Sunday, November 27, 2022 10:39:52 PM

Post# of 707365
Mergers in Delaware

If you are considering a merger that involves Delaware law, Section 251 of the Delaware General Corporation Law provides specific requirements for approving a merger.

First, the board of directors for both the acquirer and the target ,must adopt a resolution that approves the agreement of merger and declares the advisability of the merger. Section 251 stipulates a number of areas that the agreement must cover.

The agreement of merger must include the following:

-the terms and conditions of the merger;

-how such terms will take effect;

-the necessary amendments that must be made to the certificate of incorporation of the surviving corporation (or a statement that the certificate of incorporation of the surviving corporation will simply be the certificate of incorporation for the merged entity); and

-if applicable, the manner in which the shares of the target will converts into the shares or securities of the surviving corporation, whether any shares of the target company will be cancelled, and the cash, rights, or securities that the shareholders in the target company will receive.

Once the agreement and plan of merger is drafted and approved by the board of directors, the agreement is then submitted to the shareholders for a vote. The vote can be held at the annual meeting for the corporation or a special meeting called specifically for the purpose of approving the merger agreement.

In order to notify the shareholders for a special meeting to vote on the merger, all shareholders must be notified in accordance with corporation’s governance documents. However, Section 251 specifies that the shareholders must be given at least 20 days prior notice. The notice must also include either a summary of the merger agreement or the merger agreement itself. Once the meeting is held, if a majority of the shareholders vote in favor of the merger agreement, the merger is approved.

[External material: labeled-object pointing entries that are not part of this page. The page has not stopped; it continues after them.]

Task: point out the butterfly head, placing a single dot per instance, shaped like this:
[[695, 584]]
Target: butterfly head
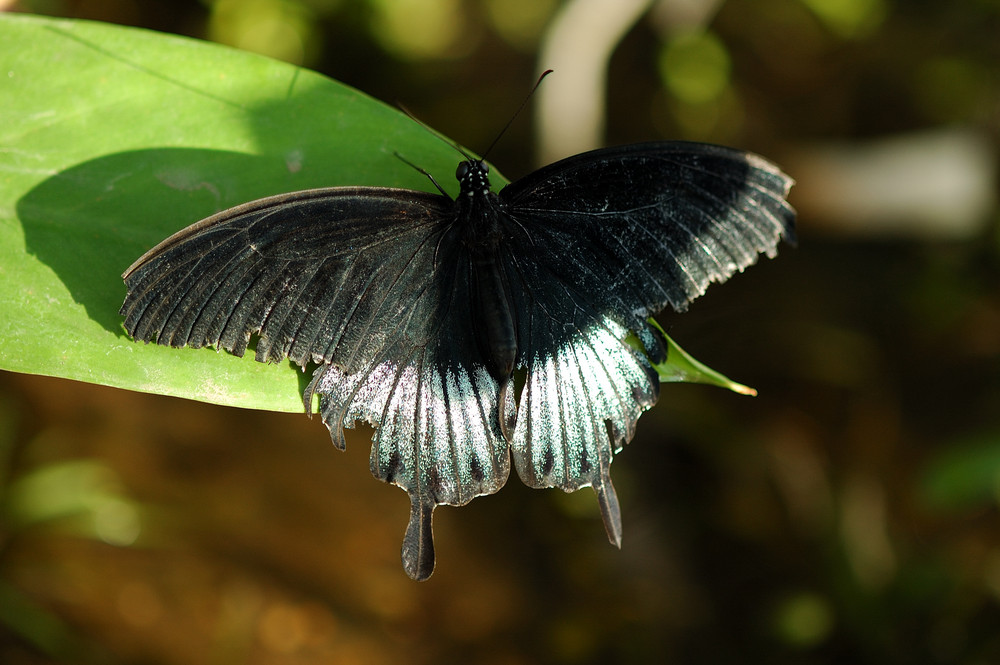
[[473, 177]]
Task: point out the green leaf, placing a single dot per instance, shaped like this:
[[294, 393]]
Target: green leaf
[[113, 138]]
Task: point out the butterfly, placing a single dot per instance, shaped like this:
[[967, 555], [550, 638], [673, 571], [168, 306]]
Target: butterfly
[[476, 330]]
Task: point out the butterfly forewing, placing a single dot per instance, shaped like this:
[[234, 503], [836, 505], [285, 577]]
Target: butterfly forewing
[[320, 275], [650, 225]]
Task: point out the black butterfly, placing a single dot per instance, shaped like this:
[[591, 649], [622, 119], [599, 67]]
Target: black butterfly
[[420, 309]]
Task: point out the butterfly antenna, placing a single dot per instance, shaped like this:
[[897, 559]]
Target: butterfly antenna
[[517, 112], [420, 170], [423, 124]]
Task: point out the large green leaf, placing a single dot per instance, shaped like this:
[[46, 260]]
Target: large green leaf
[[113, 138]]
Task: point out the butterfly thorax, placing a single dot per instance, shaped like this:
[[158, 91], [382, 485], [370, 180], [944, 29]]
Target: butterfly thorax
[[477, 211]]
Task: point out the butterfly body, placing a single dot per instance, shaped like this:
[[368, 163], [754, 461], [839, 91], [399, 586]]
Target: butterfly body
[[418, 308]]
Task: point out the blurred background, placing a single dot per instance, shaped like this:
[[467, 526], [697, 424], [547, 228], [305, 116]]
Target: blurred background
[[849, 514]]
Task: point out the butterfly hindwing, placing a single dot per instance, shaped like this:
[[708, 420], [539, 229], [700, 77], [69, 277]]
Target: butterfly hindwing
[[435, 409], [374, 289], [599, 242]]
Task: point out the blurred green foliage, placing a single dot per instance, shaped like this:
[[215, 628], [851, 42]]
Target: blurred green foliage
[[850, 513]]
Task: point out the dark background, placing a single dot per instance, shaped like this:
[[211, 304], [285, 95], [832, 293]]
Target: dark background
[[849, 514]]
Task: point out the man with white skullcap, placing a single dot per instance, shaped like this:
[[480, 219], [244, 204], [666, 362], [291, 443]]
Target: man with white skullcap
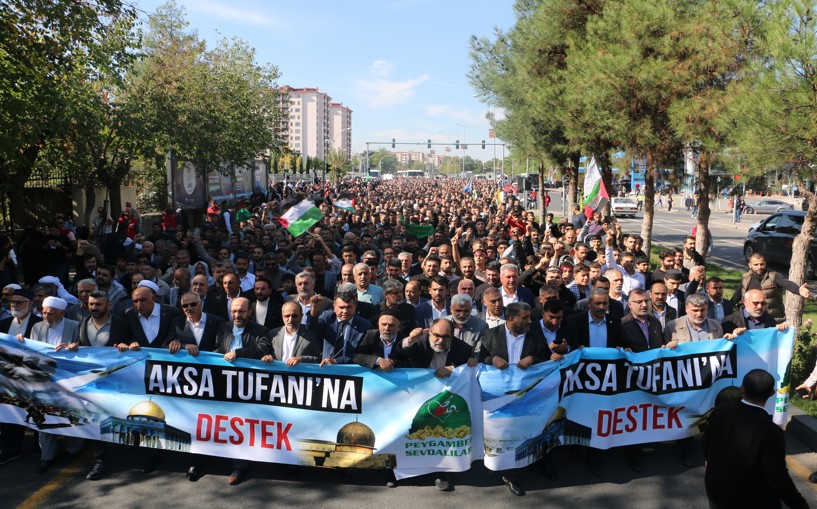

Keep in mind that Section 251 contains a number of exceptions for when a vote of the shareholders is not required. If you think one of these exceptions may apply to your situation, carefully review the requirements of such exceptions.

A recent and particularly famous illustration of the Section 251 exceptions were utilized by Google. Google successfully used the Section 251 exceptions to restructure itself into the new holding company, Alphabet, all without shareholder consent.